The first symptoms of major depression may be behavioral, but the common mental illness is based in biology – and not limited to the brain. In recent years some studies have linked major, long-term depression with life-threatening chronic disease and with earlier death, even after lifestyle risk factors have been taken into account.
Now a research team led by Owen Wolkowitz, MD, professor of psychiatry at UC San Francisco, has found that within cells of the immune system, activity of an enzyme called telomerase is greater, on average, in untreated individuals with major depression. The preliminary findings from his latest, ongoing study were at the annual meeting of the American Psychiatric Association in San Francisco.
Telomerase is an enzyme that lengthens protective end caps on the chromosomes’ DNA, called telomeres. Shortened telomeres have been associated with earlier death and with chronic diseases in population studies.
The heightened telomerase activity in untreated major depression might represent the body’s attempt to fight back against the progression of disease, in order to prevent biological damage in long-depressed individuals, Wolkowitz said.
The researchers made another discovery that may suggest a protective role for telomerase.
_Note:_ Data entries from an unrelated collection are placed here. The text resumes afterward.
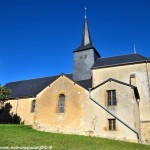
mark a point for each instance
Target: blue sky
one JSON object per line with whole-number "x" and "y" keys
{"x": 37, "y": 37}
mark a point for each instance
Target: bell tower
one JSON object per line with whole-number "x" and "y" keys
{"x": 84, "y": 56}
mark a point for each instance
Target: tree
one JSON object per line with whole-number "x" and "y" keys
{"x": 4, "y": 93}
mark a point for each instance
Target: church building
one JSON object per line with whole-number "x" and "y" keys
{"x": 102, "y": 97}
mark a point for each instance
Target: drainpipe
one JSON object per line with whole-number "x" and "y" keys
{"x": 148, "y": 82}
{"x": 137, "y": 134}
{"x": 17, "y": 106}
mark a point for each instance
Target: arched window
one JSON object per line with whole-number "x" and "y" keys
{"x": 33, "y": 106}
{"x": 61, "y": 103}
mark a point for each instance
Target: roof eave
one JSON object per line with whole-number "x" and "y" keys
{"x": 121, "y": 64}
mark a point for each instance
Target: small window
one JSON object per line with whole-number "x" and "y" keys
{"x": 33, "y": 106}
{"x": 112, "y": 124}
{"x": 111, "y": 97}
{"x": 61, "y": 103}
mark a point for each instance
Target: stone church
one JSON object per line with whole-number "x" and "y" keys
{"x": 103, "y": 97}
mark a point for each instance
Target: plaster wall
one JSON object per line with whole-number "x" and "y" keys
{"x": 81, "y": 115}
{"x": 22, "y": 107}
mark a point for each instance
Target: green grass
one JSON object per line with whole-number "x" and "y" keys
{"x": 19, "y": 135}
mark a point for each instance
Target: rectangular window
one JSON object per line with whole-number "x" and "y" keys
{"x": 111, "y": 95}
{"x": 112, "y": 124}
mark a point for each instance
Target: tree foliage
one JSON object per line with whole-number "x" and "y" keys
{"x": 4, "y": 93}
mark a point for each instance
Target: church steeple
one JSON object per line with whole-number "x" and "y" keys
{"x": 86, "y": 38}
{"x": 86, "y": 42}
{"x": 84, "y": 56}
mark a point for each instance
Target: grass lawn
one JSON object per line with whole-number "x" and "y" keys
{"x": 19, "y": 135}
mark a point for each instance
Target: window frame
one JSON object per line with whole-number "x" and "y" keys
{"x": 112, "y": 124}
{"x": 111, "y": 98}
{"x": 33, "y": 106}
{"x": 61, "y": 103}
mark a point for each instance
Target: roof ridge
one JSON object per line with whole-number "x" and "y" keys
{"x": 36, "y": 78}
{"x": 121, "y": 55}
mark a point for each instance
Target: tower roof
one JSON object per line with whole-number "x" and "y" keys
{"x": 86, "y": 42}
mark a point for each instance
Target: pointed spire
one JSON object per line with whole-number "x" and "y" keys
{"x": 86, "y": 39}
{"x": 85, "y": 11}
{"x": 134, "y": 49}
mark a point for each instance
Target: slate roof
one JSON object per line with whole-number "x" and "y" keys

Using magnetic resonance imaging (MRI), they found that, in untreated, depressed study participants, the size of the hippocampus, a brain structure that is critical for learning and memory, was associated with the amount of telomerase activity measured in the white blood cells. Such an association at a single point in time cannot be used to conclude that there is a cause-and-effect relationship with telomerase helping to protect the hippocampus, but it is plausible, Wolkowitz said.
Remarkably, the researchers also found that the enzyme’s activity went up when some patients began taking an antidepressant. In fact, depressed participants with lower telomerase activity at baseline – as well as those in whom enzyme activity increased the most with treatment – were the most likely to become less depressed with treatment.
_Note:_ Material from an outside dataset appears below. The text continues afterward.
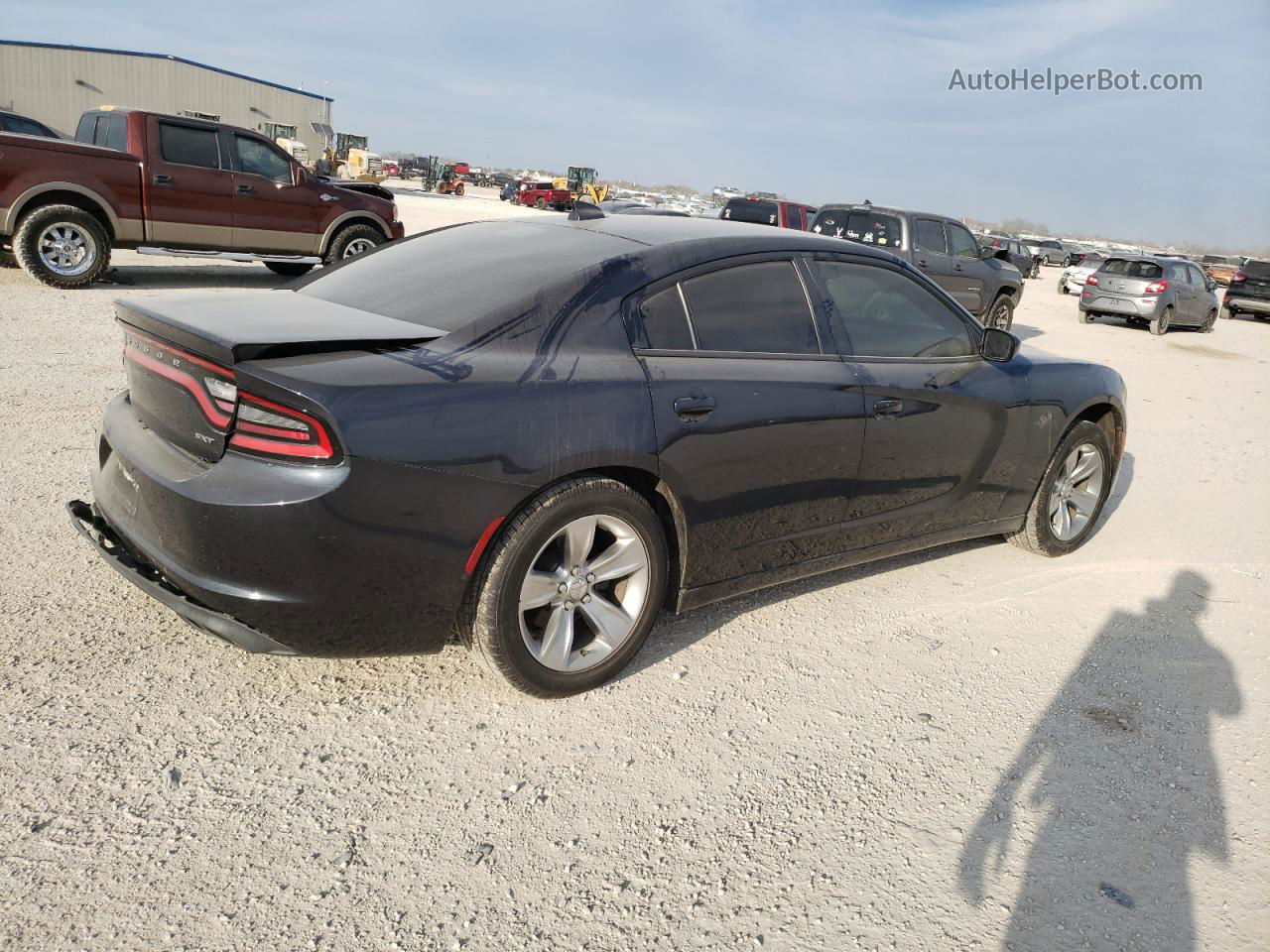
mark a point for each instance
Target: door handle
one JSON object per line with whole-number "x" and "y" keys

“Our results are consistent with the beneficial effect of telomerase when it is boosted in animal studies, where it has been associated with the growth of new nerve cells in the hippocampus and with antidepressant-like effects, evidenced by increased exploratory behavior,” Wolkowitz said. Wolkowitz cautions that his new findings are preliminary due to the small size of the study and must be confirmed through further research.
The researchers also measured telomere length in the same immune cells. Only very chronically depressed individuals showed telomere shortening, Wolkowitz said.